La plataforma de moda Shein difundió un estudio internacional sobre hábitos de consumo y circularidad en la industria, basado en más de 15.000 clientes de 21 países. La iniciativa, que apunta a posicionar a la empresa dentro del debate sobre sostenibilidad, también vuelve a poner en foco las críticas históricas hacia el modelo de “ultra fast fashion”.
El informe aparece en un contexto donde la marca busca construir una narrativa diferente frente a la percepción de consumo descartable que la acompaña, utilizando datos que reflejan cambios en los hábitos de los consumidores.
Datos de consumo y una narrativa con zonas grises
Entre los principales resultados, el estudio señala que una parte importante de los consumidores prioriza factores como precio, comodidad y talle al momento de comprar. También indica que muchos usuarios optan por prendas que puedan utilizar en múltiples ocasiones.
Según el relevamiento, el 55,6% de los encuestados asegura usar sus prendas más de 50 veces, mientras que el 84% afirma extender su vida útil a través de la donación. Además, el 62% declara comprar menos de 30 prendas al año.
Sin embargo, el informe evita precisar si estos comportamientos están directamente vinculados a productos de Shein, lo que deja abierta la interpretación. Tampoco se profundiza sobre la calidad o durabilidad de las prendas de la propia plataforma, uno de los principales puntos cuestionados por el sector.
Críticas del sector y el rol de la ultra fast fashion
Las conclusiones del estudio también generan tensiones con actores de la economía circular. Organizaciones vinculadas a la recolección y reutilización de ropa advierten sobre el impacto de la “ultra fast fashion” en la calidad de las prendas que reciben, muchas de las cuales presentan menor durabilidad.
En este sentido, entidades del ecosistema social han señalado tanto a Shein como a Temu por contribuir a una sobreoferta de productos textiles sin una participación proporcional en los sistemas de gestión de residuos.

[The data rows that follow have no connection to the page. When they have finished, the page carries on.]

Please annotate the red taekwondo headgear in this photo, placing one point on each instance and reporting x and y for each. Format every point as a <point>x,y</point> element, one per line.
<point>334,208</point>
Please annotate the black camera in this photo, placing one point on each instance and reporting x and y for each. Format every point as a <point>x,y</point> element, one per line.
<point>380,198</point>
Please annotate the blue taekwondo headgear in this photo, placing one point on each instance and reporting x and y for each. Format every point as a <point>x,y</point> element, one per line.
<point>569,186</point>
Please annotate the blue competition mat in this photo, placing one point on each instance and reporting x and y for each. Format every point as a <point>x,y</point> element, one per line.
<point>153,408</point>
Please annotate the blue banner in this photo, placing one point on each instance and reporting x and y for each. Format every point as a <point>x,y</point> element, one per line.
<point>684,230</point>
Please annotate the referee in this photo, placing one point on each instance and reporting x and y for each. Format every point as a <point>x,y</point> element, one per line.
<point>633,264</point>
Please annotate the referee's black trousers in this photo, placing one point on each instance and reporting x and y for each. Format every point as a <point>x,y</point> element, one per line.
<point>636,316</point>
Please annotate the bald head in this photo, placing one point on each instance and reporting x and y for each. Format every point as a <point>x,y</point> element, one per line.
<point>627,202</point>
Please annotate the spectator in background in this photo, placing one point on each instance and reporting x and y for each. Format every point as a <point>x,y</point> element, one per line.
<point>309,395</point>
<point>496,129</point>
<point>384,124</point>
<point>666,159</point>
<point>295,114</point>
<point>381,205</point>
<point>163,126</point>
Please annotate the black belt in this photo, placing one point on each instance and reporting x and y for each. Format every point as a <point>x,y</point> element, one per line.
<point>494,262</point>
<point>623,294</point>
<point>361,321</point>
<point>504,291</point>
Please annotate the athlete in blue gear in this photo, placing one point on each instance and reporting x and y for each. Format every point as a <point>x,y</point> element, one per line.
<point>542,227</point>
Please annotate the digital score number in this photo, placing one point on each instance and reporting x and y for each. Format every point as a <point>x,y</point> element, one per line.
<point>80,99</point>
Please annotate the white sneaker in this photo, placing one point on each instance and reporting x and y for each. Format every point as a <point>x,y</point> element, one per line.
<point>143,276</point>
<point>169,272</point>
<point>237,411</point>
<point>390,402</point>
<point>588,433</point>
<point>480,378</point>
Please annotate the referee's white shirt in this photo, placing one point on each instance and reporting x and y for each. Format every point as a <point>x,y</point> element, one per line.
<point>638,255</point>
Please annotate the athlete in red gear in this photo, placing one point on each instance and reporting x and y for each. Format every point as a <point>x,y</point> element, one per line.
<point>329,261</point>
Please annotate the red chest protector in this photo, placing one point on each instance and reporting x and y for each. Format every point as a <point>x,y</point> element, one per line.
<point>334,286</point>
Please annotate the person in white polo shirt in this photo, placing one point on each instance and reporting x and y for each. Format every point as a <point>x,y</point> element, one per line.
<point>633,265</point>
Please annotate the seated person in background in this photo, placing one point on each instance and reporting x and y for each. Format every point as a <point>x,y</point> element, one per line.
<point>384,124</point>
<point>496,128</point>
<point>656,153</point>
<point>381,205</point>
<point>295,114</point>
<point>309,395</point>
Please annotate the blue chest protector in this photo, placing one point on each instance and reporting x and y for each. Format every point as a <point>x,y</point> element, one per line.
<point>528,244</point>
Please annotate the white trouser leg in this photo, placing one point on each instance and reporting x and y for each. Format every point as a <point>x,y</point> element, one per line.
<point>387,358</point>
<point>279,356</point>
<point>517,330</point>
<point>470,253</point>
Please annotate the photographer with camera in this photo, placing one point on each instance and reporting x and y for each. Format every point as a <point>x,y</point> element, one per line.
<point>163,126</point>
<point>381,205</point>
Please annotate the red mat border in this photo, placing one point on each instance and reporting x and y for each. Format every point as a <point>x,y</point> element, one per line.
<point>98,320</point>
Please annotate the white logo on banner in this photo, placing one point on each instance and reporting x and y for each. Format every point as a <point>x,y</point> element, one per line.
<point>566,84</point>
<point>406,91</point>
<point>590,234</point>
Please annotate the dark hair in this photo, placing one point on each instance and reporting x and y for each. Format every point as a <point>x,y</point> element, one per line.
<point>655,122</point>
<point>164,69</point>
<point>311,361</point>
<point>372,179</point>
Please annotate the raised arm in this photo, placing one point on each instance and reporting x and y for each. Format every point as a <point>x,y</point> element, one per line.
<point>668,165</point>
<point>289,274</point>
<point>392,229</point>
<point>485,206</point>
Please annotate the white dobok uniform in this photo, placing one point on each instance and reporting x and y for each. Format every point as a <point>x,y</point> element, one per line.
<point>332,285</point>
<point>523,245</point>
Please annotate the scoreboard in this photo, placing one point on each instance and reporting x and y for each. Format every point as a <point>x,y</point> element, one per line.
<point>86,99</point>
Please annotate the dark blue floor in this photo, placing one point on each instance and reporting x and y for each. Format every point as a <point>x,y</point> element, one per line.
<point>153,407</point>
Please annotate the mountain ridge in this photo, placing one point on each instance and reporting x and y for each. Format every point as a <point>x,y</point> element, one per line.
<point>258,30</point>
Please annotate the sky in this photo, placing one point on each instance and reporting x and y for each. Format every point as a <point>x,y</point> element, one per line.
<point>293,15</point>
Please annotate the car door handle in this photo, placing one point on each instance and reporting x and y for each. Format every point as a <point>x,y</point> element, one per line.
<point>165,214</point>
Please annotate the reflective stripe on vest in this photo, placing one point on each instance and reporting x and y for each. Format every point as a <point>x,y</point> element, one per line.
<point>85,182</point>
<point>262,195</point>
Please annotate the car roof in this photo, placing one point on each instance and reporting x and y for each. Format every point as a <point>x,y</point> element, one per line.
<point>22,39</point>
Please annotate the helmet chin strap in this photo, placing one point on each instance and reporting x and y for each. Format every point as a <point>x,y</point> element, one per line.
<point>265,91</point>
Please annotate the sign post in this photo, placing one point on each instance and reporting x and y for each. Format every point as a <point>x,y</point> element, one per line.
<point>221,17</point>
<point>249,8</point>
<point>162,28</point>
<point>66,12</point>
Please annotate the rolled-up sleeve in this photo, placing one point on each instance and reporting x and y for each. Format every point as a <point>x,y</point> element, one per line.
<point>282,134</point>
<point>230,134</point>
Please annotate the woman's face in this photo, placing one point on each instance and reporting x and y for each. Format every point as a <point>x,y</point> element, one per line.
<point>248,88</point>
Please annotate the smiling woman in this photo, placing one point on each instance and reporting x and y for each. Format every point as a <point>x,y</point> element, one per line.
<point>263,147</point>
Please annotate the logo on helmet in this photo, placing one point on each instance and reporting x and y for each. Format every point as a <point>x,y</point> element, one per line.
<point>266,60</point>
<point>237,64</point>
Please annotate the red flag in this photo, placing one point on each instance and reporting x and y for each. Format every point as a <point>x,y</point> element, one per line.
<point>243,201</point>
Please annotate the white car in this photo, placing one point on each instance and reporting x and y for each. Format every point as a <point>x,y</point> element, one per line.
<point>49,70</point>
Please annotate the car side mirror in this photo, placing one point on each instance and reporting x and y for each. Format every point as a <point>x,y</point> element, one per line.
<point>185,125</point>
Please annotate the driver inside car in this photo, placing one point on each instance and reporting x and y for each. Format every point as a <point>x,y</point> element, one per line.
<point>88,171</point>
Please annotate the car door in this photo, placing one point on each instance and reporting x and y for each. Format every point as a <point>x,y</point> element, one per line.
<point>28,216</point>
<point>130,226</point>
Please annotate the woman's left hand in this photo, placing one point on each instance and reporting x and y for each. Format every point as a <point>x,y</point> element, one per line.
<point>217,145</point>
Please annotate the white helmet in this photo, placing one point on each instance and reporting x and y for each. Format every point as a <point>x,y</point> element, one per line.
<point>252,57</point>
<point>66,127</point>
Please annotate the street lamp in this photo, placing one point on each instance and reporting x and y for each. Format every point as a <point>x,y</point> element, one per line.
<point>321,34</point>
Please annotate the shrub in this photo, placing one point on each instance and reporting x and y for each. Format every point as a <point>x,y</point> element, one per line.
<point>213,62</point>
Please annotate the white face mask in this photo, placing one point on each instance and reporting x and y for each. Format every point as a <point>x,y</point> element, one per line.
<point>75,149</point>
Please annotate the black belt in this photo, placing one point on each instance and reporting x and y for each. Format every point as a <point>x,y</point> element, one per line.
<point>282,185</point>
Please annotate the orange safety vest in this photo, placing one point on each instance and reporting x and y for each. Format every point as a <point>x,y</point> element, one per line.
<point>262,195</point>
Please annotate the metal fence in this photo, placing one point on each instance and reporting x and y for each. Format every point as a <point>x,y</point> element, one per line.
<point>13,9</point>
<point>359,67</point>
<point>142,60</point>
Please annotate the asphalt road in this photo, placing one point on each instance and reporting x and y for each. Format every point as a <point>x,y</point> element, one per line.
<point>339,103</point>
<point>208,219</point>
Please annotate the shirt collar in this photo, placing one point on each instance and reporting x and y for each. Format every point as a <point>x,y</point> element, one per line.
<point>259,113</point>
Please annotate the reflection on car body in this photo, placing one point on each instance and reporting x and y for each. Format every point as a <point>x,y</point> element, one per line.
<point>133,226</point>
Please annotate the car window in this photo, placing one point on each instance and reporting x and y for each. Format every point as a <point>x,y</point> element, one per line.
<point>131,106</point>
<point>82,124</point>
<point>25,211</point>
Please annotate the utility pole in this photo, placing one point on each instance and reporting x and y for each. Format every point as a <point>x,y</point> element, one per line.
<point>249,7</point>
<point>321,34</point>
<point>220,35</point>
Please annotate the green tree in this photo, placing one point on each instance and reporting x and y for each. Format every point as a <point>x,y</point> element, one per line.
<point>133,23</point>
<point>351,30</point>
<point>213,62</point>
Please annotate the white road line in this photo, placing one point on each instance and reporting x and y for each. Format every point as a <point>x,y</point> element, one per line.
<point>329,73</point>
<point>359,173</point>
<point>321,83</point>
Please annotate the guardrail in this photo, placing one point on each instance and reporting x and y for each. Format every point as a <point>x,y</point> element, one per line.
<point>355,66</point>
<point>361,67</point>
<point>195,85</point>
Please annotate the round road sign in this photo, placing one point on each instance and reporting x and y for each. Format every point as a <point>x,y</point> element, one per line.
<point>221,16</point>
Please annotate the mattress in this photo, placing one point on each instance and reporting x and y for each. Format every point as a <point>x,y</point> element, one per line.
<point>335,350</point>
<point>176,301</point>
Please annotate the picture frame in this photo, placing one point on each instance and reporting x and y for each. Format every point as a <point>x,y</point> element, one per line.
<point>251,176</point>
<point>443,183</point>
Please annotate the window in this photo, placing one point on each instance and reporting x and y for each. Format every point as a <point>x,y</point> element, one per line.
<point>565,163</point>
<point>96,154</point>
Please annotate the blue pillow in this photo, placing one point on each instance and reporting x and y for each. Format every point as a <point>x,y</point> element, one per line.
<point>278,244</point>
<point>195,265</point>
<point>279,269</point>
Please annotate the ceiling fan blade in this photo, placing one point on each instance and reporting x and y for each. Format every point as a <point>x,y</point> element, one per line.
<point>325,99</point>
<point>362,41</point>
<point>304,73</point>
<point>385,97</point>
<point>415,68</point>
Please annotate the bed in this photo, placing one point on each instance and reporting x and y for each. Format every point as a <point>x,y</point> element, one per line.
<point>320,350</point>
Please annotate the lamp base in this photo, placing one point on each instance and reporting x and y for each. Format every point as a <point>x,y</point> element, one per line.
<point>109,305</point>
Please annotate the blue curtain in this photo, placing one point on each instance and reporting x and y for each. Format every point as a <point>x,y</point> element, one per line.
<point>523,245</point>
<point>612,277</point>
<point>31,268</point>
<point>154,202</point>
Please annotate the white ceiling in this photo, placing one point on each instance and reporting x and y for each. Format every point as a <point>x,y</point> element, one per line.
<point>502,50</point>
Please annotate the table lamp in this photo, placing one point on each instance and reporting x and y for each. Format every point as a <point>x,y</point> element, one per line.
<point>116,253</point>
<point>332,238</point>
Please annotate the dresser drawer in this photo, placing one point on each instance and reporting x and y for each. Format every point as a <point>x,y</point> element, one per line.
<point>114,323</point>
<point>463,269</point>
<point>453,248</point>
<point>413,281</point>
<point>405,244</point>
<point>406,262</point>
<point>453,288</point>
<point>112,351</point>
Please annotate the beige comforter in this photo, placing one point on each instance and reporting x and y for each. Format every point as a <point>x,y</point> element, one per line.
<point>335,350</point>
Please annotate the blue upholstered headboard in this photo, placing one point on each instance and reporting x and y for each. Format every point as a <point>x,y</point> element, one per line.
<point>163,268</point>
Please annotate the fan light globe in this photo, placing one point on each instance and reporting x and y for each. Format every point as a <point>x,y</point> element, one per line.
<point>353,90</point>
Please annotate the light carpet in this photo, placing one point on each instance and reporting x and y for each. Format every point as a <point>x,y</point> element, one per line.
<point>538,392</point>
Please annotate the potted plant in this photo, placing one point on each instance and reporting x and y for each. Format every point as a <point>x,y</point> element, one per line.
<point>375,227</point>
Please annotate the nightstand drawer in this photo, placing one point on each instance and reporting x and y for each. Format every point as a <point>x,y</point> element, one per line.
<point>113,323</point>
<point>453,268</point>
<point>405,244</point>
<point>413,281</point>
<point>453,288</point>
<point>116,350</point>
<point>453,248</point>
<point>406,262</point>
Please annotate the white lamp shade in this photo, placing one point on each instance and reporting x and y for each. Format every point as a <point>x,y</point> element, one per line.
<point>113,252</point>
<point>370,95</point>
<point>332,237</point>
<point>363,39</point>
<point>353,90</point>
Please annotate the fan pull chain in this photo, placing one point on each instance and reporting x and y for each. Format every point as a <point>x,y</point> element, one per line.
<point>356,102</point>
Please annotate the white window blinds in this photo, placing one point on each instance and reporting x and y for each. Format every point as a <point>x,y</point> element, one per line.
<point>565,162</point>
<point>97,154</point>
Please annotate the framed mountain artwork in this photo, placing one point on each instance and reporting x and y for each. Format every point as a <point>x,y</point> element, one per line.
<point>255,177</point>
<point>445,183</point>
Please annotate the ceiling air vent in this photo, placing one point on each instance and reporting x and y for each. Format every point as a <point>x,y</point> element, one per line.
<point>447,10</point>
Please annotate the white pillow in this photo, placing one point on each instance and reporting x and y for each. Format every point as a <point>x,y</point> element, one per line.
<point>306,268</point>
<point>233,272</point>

Por otro lado, comparaciones con datos de organismos como Agence de la transition écologique muestran diferencias relevantes en los niveles de consumo, lo que refuerza la necesidad de contextualizar la información presentada.
Más allá de las críticas, la publicación del informe se inscribe en una tendencia creciente dentro de la industria, donde empresas como Zalando o Vestiaire Collective utilizan estudios propios para fortalecer su posicionamiento en temas clave como sostenibilidad y consumo responsable.
En este escenario, el caso de Shein refleja una estrategia de comunicación que busca responder, de forma indirecta, a las críticas del mercado, sin abordarlas de manera explícita, en un debate que sigue abierto sobre el verdadero impacto ambiental y social de la moda rápida.